The information in a stellar spectrum, classifying stars by spectral type and colour, and sketching and reading the Hertzsprung-Russell diagram.

What this dot point is asking

Edexcel statements 13.4 to 13.8 and 13.13 want you to understand what information a stellar spectrum gives (composition, temperature, radial velocity), how stars are classified by spectral type, how colour and spectral type relate to surface temperature, how to sketch a Hertzsprung-Russell diagram with labelled axes and key positions, how a star's life cycle relates to its position on it, and how it can be used to find distances.

Information from a stellar spectrum

Spectroscopy is how we learn about stars without visiting them: the absorption lines act as a fingerprint of the elements and a thermometer of the surface, and their wavelength shift measures the star's motion along the line of sight. These three outcomes (composition, temperature, radial velocity) are exactly statement 13.4 and a reliable list question.

Spectral type, colour and temperature

The colour-temperature link is intuitive once you recall that hotter objects glow bluer and cooler objects redder (as with a heated metal).

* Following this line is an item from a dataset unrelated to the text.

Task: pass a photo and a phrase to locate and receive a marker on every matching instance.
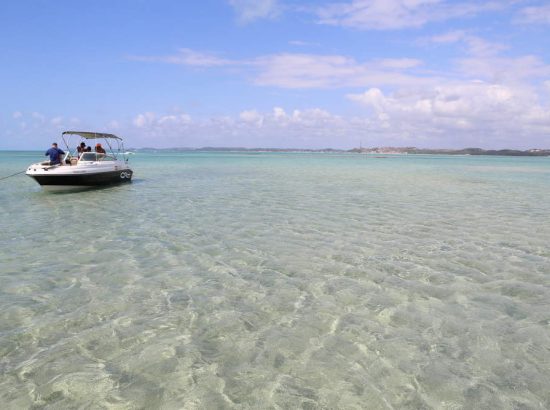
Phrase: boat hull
(63, 182)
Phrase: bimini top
(91, 135)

This lets astronomers read a star's temperature straight from its colour or spectral type, which is one axis of the HR diagram. The Sun, a yellow star, sits in the middle of the temperature range.

The Hertzsprung-Russell diagram

The HR diagram is the single most important diagram of the topic, and statement 13.7 asks you to sketch it with labelled axes and the positions of the main sequence, the Sun (on the main sequence), giants, supergiants and white dwarfs. The reversed temperature axis (hot on the left) is a defining feature and an easy mark to lose. Where a star sits reflects its temperature and luminosity, and hence its stage of life.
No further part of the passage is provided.